Similar to how humans and other primates utilize their hands, birds engage with their environment using their beaks. Some birds have developed specialized sensitive zones at the ends of their beaks to help them forage for food; however, the evolution and scope of this ability remain largely unexamined.
“Scientists had largely assumed that most birds had sensitive beaks, but we hadn’t sufficiently explored whether this ability is widespread or confined to specific bird families,” explained lead author Dr. Carla du Toit of Cambridge’s Department of Earth Sciences.
One less-studied group is the vast category of seabirds known as Austrodyptornithes, which includes albatrosses, petrels, and penguins. Given that many species in this group are critically endangered, gaining insight into their food-finding techniques with their beaks could be an important factor for their conservation.
Du Toit and her colleagues from the UK and South Africa analyzed 361 modern bird species using fossil records and data from birds accidentally caught in fishing gear. Their focus was on the structure of the beaks and their connections to nerves and blood vessels.
They found that both albatrosses and penguins have organs rich in sensory receptors and nerves in their beaks, a characteristic more commonly found in specialized foragers like ducks. This marks the first observation of such a function in seabirds.
“Seabirds haven’t been recognized as tactile foragers, so discovering this organ is quite surprising,” du Toit noted. “It’s incredibly exciting to be the first to observe something like this.”
These sensitive beaks might enable seabirds to find food in darkness or underwater by detecting subtle vibrations from potential prey. Some known birds with touch-sensitive beaks use them to feel underground movements of worms, for instance.
However, it’s also possible that these sensitive regions are remnants from a shared ancestor, lacking a specific function in modern birds, akin to the beaks of ostriches and emus. More research involving live birds is necessary to clarify the precise role of these touch-sensitive areas and unearth how this ability evolved.
“In humans and other primates, our sensitive hands and fingers have allowed us to thrive in a variety of environments,” said du Toit. “In this regard, beaks function similarly to hands, but this is the first instance we’ve seen of touch-sensitive beaks in seabirds. It’s astonishing that such details haven’t been thoroughly examined before, especially since we learn about evolution via the beaks of Darwin’s finches in school.”

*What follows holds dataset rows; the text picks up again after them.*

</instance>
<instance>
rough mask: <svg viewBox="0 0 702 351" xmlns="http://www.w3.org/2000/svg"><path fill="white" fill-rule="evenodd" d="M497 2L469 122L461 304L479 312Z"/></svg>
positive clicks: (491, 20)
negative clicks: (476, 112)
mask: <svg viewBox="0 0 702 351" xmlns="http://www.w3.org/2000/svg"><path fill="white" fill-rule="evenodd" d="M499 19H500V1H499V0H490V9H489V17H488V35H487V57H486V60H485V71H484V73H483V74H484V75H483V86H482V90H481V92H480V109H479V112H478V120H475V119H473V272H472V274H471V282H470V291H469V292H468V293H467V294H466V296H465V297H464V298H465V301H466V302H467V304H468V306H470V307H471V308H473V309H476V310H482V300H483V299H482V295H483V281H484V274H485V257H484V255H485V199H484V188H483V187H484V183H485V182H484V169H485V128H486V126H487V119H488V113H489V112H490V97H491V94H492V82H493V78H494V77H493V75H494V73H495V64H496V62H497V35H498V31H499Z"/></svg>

The team believes their discoveries could play a crucial role in conserving various seabird species. Out of the 22 identified albatross species, 15 are endangered, with two critically so. A significant threat to these birds comes from commercial longline fishing, which leads to the deaths of about 100,000 albatrosses each year due to entanglement and drowning. Du Toit suggests that gaining insight into these birds’ foraging habits could be instrumental in safeguarding them.
“There’s still a lot to investigate, but if albatrosses and other seabirds can sense vibrations from their prey through their beaks, we might develop devices to attach to longlines to keep them away from danger,” du Toit explained. “Certainly, larger issues like climate change, increasing ocean temperatures, plastic waste, and diminishing fish stocks continue to jeopardize seabirds, but if we can mitigate even some risks to these remarkable birds, that would be incredibly valuable. I’ve been fascinated by them for as long as I remember.”
This research received support from the Royal Society, the Newton International Fellowship, and UK Research and Innovation (UKRI).